There's a mythological idea a powerful woman can't know real love without trading her power for a soul. When she cashes in her strength, she voids her amorality, which would otherwise destroy the relationship -- and vice versa. The Wicked Queen gives up her beauty for the chance to choke her rival; even Elaine of Astolat had to kill herself to get Lancelot's attention once he was done accidentally getting her pregnant. There's a real adrenaline kick when somebody pays too much for something, probably dating to the caveman days when everything had to be measured carefully to ensure survival through the winter, or when an overextension by a rival could mean one could grab him by his hair and slam him into the nearest river. Adrenaline propels like fuel shoots a rocket; it shot me straight away from Auntie. I couldn't deal with the price she was paying for what I perceived as inferior merchandise. She wanted him to play Sartre or Henry Miller -- even Robert Benchley -- not Dudley. She forgot that she beat men at their own game by learning their methods and combining them with her natural strengths. She regards herself as their equal where she is probably their superior; she has forgotten her Aristotle, that excellence is not a virtue but a habit...

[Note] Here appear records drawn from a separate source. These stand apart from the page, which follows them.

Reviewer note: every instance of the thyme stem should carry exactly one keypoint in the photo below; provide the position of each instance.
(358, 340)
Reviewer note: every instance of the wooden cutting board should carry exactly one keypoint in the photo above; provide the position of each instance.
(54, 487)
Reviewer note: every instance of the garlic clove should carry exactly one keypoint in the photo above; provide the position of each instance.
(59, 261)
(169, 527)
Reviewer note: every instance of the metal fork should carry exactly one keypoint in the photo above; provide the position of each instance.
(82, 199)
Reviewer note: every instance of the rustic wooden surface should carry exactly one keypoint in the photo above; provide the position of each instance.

"I want you to find her so I can at least apologize."
"Did you look for her yourself?"
"At first. A bit. I asked around. She left town. She left the country I think. I don't know if she stayed away. Nobody's mentioned her being at their place. People mostly ask me if I've seen her."
"Could take a while then."
"That's okay," I said. "You know where I live."
He said he would start as soon as he found someone to manage the bar, in case he had to go out of town or further. He thought he would start by Monday at latest. We talked a bit about money and expenses and I wrote him a cheque, dated today, Thursday, September 6, 2001.